In May, 2006 when the company collapsed, the government released Sh675 million as part of a Sh 875 million loan to the company, on the understanding that the money would be repaid once the company identified a strategic equity partner.
According to the plan, a deadline for procuring a strategic equity partner was set for June 30, 2009.
Until last week, the assumption had been that the process of identifying a strategic partner was going on. The first signs that the rescue plan had been changed emerged on Thursday when Uchumi chief executive Jonathan Ciano announced at a press conference that the idea of a strategic equity partner had been dropped altogether.
It has now emerged that away from the public limelight, the company had dropped the strategic partner option and had been quietly lobbying the government to agree to the conversion of the loan into equity.
Evidence available to us shows that two weeks ago, as the deadline for procuring a strategic partner and consequently the commencement of the loan repayment approached, the Ministry of Trade fired off a letter to Treasury in which it admitted that it was not in a position to start repaying the Sh675 million loan.
The letter, signed by the Permanent Secretary for the Ministry of Trade, Dr Cyrus Njiru, on behalf of the task force overseeing Uchumi's turnaround, also disclosed that the company had neither managed to secure a strategic equity partner nor succeeded in convincing its shareholders to pump in additional capital to the company.
Dr Njiru said that despite the fact that the company has been able to turn in profits for two successive years, it remained technically insolvent.

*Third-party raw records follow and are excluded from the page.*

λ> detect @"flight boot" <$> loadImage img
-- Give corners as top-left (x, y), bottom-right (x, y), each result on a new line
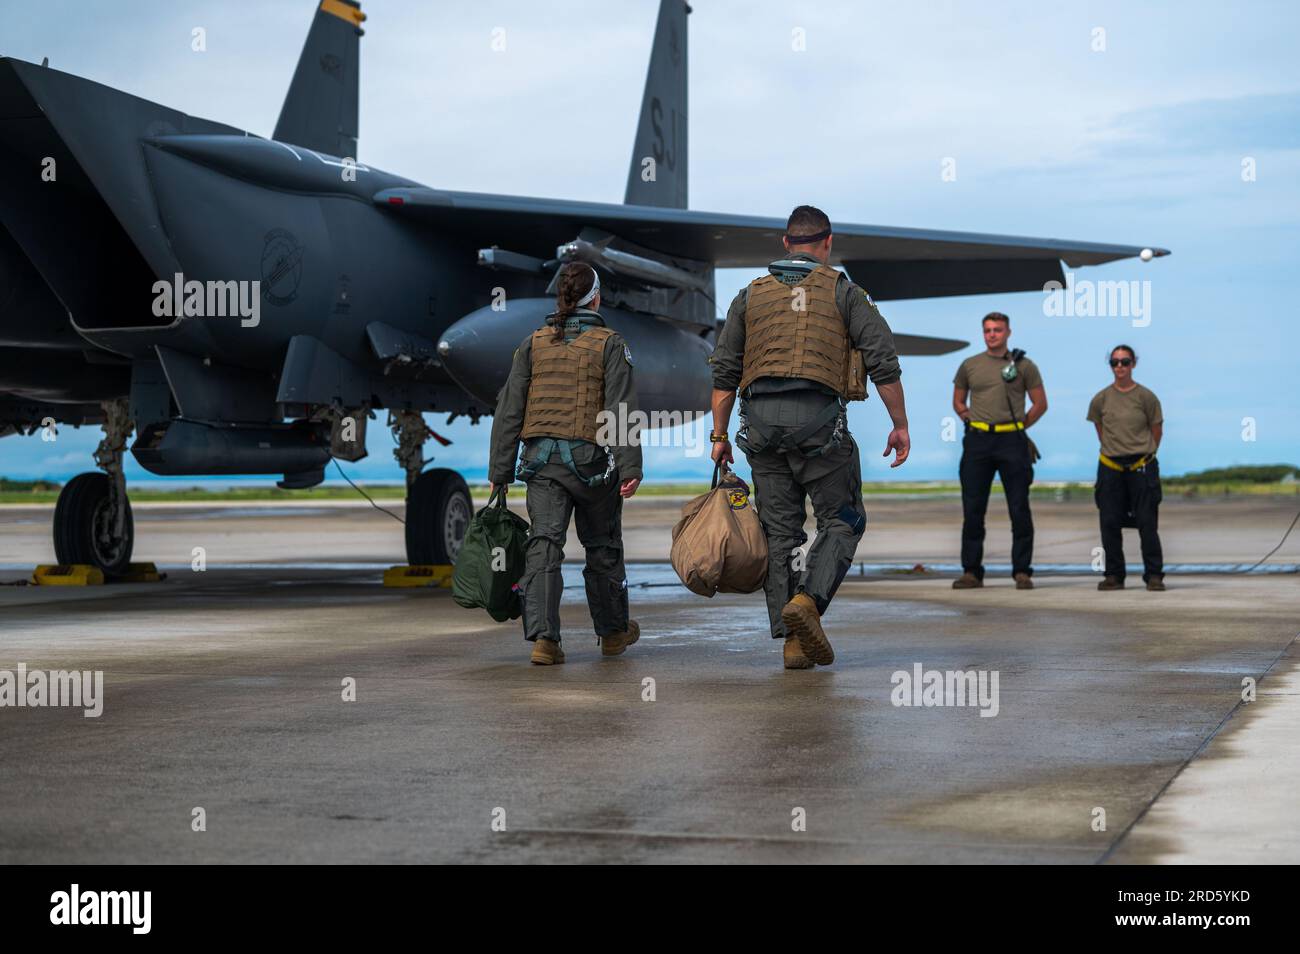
top-left (783, 636), bottom-right (815, 670)
top-left (530, 638), bottom-right (565, 665)
top-left (780, 593), bottom-right (834, 666)
top-left (601, 620), bottom-right (640, 657)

He added that although the company had substantially succeeded to repay its loans to secured debenture holders, it still had a negative shareholders value of around Sh897 million as at May 2009.
On these grounds, the PS requested the Treasury to agree to a conversion of the whole of Sh875 million loan, part of which was already released to support the Uchumi rescue plan plus interest, into equity.
The ministry proposed that the conversion should be completed by December this year.
Dr Njiru also informed Treasury that the company's secured creditors, namely the Kenya Commercial Bank and PTA Bank, had also indicated that they will consider rescheduling their secured debts to support initiative to recapitalise the company.
How the company's shareholders will react to these revelations remains to be seen.
Matters are likely to come to a head at a crucial shareholders meeting that has been called by Mr Ciano, where the company will be asking the shareholders to contribute Sh400 million of fresh equity.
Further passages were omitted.